The second factor assesses the degree to which Bergman will personally manage her rental property. Bergman testifies that she has "always personally managed [her] triplex" and that she "organized and ha[s] used an entity called 1712 Crescent, LLC for the purpose of protecting [her] property and [her]self from individual liability in managing the property." (Bergman Decl. ¶ 5.) Moreover, Bergman is the sole member of the LLC and its statutory agent. (ECF No. 36-4, at 71--72.) This unquestionably favors a business-purpose characterization.

The third factor-ratio of income from the acquisition to the total income of the borrower-weighs in Bergman's favor, as the triplex "has never produced any positive net income." (Bergman Decl. ¶ 6.) The fourth factor falls between the parties, as the transaction size was $626,250. While Fidelity National contends this figure "should not be deemed to be small by any measure," neither party introduces evidence of comparable properties or transactions. The Court therefore has no basis in the record to determine whether $626,250 is so disproportionately higher than an average personal loan that it suggests a business purpose.

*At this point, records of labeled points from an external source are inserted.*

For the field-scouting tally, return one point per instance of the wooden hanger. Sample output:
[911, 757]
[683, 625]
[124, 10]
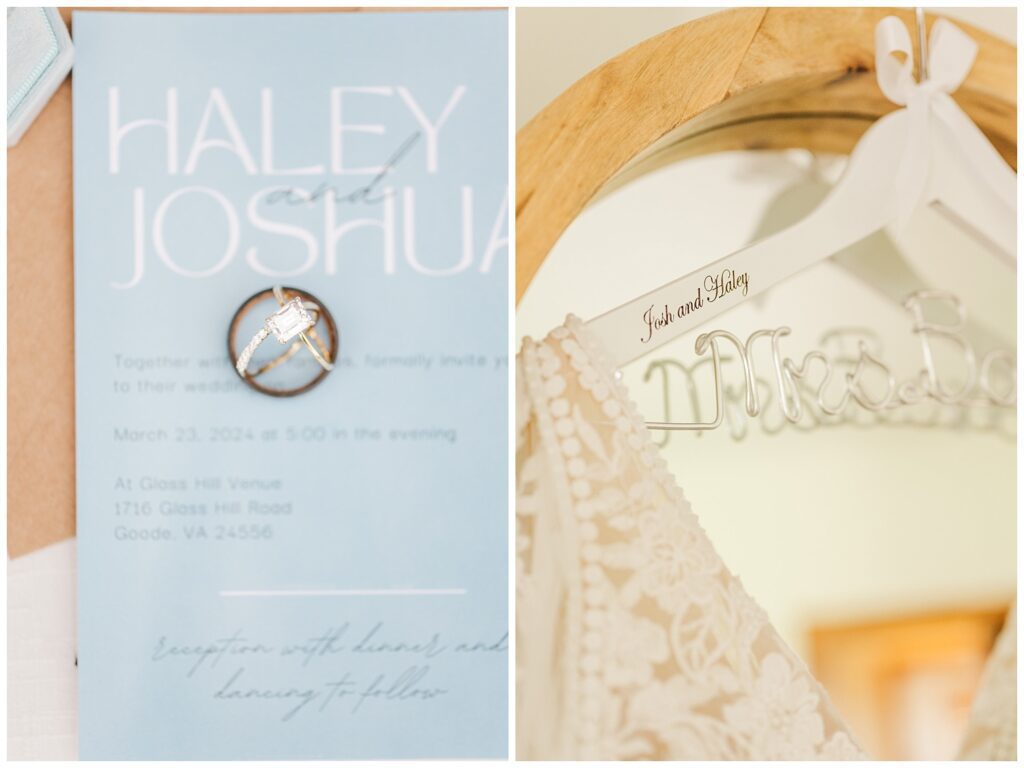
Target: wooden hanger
[741, 79]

Finally, the fifth factor looks to the borrower's statement of purpose for the loan. Bergman insists that the purpose of the 2011 loan was to refinance her original mortgage, which was obtained so that she could have a place for herself and her family to live and retire in. This factor weighs in Bergman's favor, as it indicates a more personal purpose for the loan.

Thus, on balance, consideration of the Official Commentary's five factors favors neither party. But the Court would be remiss if it did not consider other relevant factors at play here. The Court finds it particularly relevant that both the 2008 and the 2011 deeds of trust contained a 1--4 Family Rider, which (among other things) waived Bergman's occupancy requirement; assigned the lender all leases, rents, and security deposits; and required Bergman to insure against rent loss. (ECF No. 36-2, at 16; ECF No. 36-3, at 18.) In addition, public records reveal that Bergman's address from before the refinance to the present has been another (her husband's) address. These facts, combined with Bergman's real-estate focus in her legal occupation and sole management of the property through a limited liability company, strongly suggest a business flavor to Bergman's loan.

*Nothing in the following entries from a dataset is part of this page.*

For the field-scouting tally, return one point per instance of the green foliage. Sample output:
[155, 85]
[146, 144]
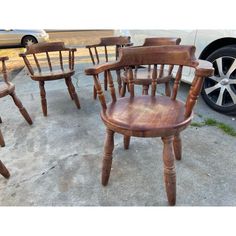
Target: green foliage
[211, 122]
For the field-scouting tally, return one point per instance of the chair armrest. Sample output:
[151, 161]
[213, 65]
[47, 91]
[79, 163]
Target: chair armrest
[4, 58]
[22, 55]
[93, 45]
[204, 68]
[101, 68]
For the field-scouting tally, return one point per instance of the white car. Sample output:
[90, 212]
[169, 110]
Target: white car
[21, 38]
[216, 46]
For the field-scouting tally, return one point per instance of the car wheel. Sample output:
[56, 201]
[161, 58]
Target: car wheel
[28, 40]
[219, 90]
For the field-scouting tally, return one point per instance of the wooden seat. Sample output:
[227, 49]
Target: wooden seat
[107, 50]
[4, 171]
[52, 75]
[139, 116]
[8, 88]
[143, 75]
[150, 115]
[51, 61]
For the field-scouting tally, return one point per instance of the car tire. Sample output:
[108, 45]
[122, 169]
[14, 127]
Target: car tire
[28, 40]
[219, 90]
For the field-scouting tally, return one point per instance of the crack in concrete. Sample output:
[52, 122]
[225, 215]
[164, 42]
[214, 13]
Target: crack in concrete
[42, 173]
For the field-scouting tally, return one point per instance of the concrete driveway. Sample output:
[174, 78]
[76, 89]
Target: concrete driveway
[57, 160]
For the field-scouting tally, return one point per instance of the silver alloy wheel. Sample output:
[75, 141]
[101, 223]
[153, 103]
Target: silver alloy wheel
[29, 42]
[221, 87]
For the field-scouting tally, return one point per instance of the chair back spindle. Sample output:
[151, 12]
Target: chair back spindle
[131, 81]
[177, 82]
[154, 80]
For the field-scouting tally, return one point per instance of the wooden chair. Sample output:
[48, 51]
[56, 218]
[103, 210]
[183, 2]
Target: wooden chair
[150, 115]
[4, 171]
[8, 88]
[99, 54]
[142, 75]
[35, 58]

Finally, and somewhat tellingly, the only evidence Bergman submits in opposition to the converted motion for summary judgment going to the personal nature of the loan is a short, self-serving declaration unsupported by any documentary evidence. This borders on "evidence that is merely colorable or not significantly probative," which "does not present a genuine issue of material fact." Addisu v. Fred Meyer , 198 F.3d 1130, 1134 (9th Cir. 2000). Indeed, evidence of the personal nature of Bergman's loan, if any exists, should be uniquely available to Bergman, especially at this early stage of litigation. Nevertheless, Bergman failed to produce any such evidence.

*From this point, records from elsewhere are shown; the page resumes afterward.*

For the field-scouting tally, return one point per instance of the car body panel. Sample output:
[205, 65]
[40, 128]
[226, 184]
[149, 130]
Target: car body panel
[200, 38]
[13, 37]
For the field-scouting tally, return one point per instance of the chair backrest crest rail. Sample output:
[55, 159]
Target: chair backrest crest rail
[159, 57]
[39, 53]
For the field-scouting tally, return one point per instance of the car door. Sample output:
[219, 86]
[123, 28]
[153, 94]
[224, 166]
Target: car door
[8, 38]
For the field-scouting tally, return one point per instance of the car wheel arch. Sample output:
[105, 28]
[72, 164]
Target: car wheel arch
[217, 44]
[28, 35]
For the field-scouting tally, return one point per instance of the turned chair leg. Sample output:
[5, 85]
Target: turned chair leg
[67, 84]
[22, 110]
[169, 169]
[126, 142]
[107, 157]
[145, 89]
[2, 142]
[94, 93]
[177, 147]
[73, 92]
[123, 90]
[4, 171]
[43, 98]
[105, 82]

In sum, the Court finds RESPA does not apply to Bergman's transaction under either approach. Bergman's sole claim for violation of RESPA must therefore fail. The Court therefore GRANTS First Fidelity's converted motion for summary judgment.


Because the Court finds that Bergman's 2011 refinance transaction was primarily for business purposes, the Court GRANTS First Fidelity's converted motion for summary judgment and DISMISSES this action in its entirety. The Clerk of Court shall close this case.